Source: Space Telescope Science Institute
Black holes are some of the strangest objects in the universe. While the physics of these objects is not understood, and they cannot be seen directly, indirect observations have revealed for certain that black holes do exist. This animation by Thomas Goertel of the Space Telescope Science Institute shows an artist's conception of what it might be like to see a super-massive black hole in the center of a spiral galaxy.
Black holes are objects of extreme density — they have a very high concentration of mass and an intense gravitational field. Black holes are not empty voids in space, but their gravity is so strong that nothing can move fast enough to escape their pull, not even light. Because light cannot escape a black hole, it is impossible to directly see one — that's why they are called "black." However, surrounding material that interacts with a black hole offers indirect evidence.

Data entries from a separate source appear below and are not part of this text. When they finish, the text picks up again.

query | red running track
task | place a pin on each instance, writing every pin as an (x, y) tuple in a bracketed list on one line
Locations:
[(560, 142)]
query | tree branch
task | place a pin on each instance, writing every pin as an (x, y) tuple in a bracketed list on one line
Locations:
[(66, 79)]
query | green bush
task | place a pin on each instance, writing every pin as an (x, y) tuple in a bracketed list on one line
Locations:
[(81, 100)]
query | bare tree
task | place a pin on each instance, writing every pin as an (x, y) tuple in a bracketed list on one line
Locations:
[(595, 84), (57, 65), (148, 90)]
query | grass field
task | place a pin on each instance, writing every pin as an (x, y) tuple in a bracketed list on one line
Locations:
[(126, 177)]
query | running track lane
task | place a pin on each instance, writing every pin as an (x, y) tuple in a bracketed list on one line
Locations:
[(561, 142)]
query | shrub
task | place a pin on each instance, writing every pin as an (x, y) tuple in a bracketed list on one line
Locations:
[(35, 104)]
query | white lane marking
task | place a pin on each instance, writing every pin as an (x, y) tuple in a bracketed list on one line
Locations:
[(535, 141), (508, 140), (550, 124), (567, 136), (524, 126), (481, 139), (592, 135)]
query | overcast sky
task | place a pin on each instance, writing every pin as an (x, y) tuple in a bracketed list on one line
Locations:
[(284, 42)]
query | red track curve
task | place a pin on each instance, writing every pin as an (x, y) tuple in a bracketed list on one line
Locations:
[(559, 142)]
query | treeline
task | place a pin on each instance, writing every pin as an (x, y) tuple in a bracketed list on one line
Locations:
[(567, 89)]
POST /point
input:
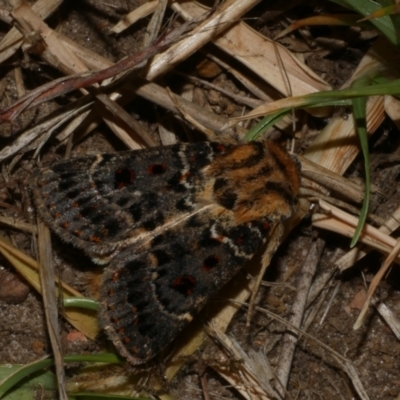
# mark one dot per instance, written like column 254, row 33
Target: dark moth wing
column 151, row 294
column 175, row 224
column 106, row 202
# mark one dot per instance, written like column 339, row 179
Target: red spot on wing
column 210, row 262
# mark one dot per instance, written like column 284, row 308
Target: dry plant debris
column 101, row 77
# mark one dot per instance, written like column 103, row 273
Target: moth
column 172, row 225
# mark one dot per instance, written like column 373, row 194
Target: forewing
column 150, row 295
column 106, row 202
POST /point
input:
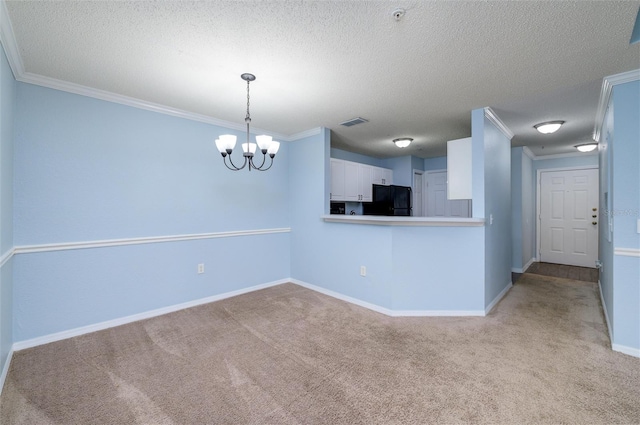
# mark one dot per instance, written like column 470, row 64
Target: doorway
column 568, row 216
column 418, row 201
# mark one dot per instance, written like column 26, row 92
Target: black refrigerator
column 389, row 200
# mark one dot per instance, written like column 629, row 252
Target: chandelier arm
column 235, row 168
column 264, row 157
column 265, row 169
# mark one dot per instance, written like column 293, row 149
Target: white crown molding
column 8, row 40
column 58, row 336
column 605, row 94
column 53, row 83
column 493, row 117
column 627, row 252
column 7, row 256
column 28, row 249
column 529, row 153
column 576, row 154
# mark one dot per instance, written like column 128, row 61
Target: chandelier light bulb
column 226, row 142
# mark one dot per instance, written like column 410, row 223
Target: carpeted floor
column 288, row 355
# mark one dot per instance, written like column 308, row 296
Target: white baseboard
column 21, row 345
column 526, row 266
column 384, row 310
column 5, row 369
column 606, row 313
column 529, row 263
column 497, row 299
column 635, row 352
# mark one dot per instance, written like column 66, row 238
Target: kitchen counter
column 405, row 221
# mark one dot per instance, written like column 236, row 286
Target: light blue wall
column 416, row 164
column 605, row 240
column 625, row 213
column 356, row 157
column 402, row 171
column 495, row 150
column 528, row 211
column 7, row 101
column 407, row 268
column 89, row 170
column 439, row 163
column 516, row 208
column 86, row 169
column 523, row 207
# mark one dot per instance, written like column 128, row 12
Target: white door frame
column 424, row 189
column 413, row 178
column 537, row 218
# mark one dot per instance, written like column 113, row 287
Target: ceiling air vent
column 353, row 121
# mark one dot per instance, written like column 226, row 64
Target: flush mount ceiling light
column 226, row 142
column 586, row 147
column 548, row 127
column 403, row 142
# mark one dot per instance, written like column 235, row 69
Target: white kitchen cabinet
column 337, row 180
column 459, row 169
column 351, row 181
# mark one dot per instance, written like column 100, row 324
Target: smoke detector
column 399, row 13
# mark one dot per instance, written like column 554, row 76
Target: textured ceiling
column 319, row 63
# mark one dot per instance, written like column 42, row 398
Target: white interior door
column 568, row 217
column 437, row 194
column 417, row 194
column 437, row 203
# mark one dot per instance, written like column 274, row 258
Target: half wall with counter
column 409, row 265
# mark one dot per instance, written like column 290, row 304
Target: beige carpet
column 288, row 355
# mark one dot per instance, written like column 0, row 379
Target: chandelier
column 226, row 142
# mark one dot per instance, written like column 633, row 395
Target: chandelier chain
column 248, row 118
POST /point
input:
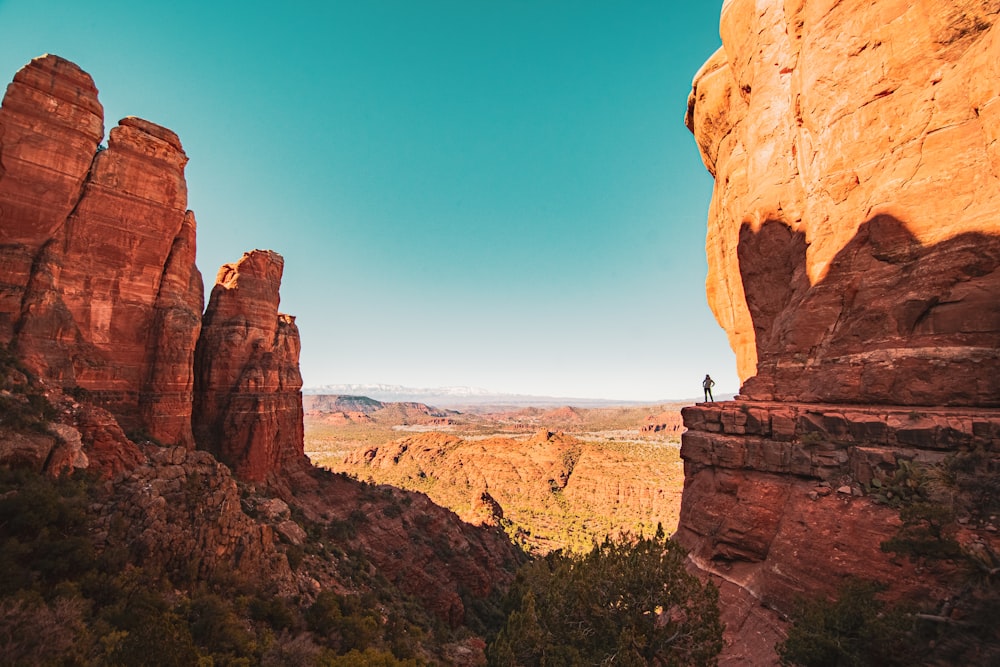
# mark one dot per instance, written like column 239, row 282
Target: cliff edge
column 854, row 261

For example, Doppler measurements of the fast orbital motions of gas and stars around a galactic center indicate something very massive located in the middle is accelerating the speed of the gas. The extremely high speeds could only be caused by something with an intense gravitational field, such as a super-massive black hole.

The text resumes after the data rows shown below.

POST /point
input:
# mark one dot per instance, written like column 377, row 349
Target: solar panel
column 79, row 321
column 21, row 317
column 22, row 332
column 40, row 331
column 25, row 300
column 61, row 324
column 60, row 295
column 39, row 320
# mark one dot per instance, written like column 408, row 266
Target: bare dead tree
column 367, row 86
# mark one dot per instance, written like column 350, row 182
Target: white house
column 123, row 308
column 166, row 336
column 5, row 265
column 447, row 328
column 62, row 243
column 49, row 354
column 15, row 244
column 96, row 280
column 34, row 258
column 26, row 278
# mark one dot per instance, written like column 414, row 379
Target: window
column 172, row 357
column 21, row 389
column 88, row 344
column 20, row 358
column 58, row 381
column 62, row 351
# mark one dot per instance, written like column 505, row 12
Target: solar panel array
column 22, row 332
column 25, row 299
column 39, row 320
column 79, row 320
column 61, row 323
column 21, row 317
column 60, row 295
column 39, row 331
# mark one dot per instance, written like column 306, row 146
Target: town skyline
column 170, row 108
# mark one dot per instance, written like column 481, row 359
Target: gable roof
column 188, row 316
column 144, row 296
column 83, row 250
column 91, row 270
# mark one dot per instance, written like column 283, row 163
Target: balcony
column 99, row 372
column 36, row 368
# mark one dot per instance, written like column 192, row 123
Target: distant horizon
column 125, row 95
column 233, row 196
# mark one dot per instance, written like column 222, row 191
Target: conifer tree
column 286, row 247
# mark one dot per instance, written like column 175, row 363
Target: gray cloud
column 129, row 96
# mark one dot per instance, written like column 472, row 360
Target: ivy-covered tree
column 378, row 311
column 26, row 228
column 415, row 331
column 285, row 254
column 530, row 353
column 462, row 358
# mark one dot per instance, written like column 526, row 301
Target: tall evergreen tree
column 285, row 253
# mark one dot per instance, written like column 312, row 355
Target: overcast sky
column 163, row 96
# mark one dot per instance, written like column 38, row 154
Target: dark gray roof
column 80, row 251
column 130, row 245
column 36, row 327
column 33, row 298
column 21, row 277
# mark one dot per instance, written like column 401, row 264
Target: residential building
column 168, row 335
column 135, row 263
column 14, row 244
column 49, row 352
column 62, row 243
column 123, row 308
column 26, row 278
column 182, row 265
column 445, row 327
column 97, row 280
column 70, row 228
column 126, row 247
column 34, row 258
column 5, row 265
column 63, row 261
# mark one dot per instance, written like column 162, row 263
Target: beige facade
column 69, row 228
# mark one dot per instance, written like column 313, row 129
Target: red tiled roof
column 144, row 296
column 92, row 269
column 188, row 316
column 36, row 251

Black holes can exist in an infinite range of sizes, but in astronomy the focus is generally on two types. Stellar black holes — which are formed by the death of high-mass stars — have the size of a few solar masses. A solar mass is defined as the mass of the Sun, about 2 x 1030 kg (4.4 x 1030 lb), or roughly 330,000 times the mass of Earth. Super-massive black holes are the size of millions or billions of solar masses and are found in the centers of galaxies.
A super-massive black hole acts like a "monster" at the center of a galaxy: through the intensity of its gravitational pull it "swallows" material that will thereafter never be seen again. The animation in this resource is an artist's rendering of what it might look like to make the impossible trip to a super-massive black hole. From a distance, there is no evidence of a black hole — only the typical spiral arms and central bulge of the spiral galaxy are visible. As you sail into the bulge, you pass by individual stars on your way towards the center. When you reach the center, you see a swirling disk of gas and dust — the accretion disk of the black hole. Looking directly into the hole from above, you can see its central "blackness." However, although the black hole itself is the absence of light, the behavior of the surrounding material is a clear indication of its existence. The matter that surrounds the black hole rotates faster the closer it is to the center, and because friction from the high-speed motion of the gas and dust releases enormous amounts of energy as light, it also grows more luminous.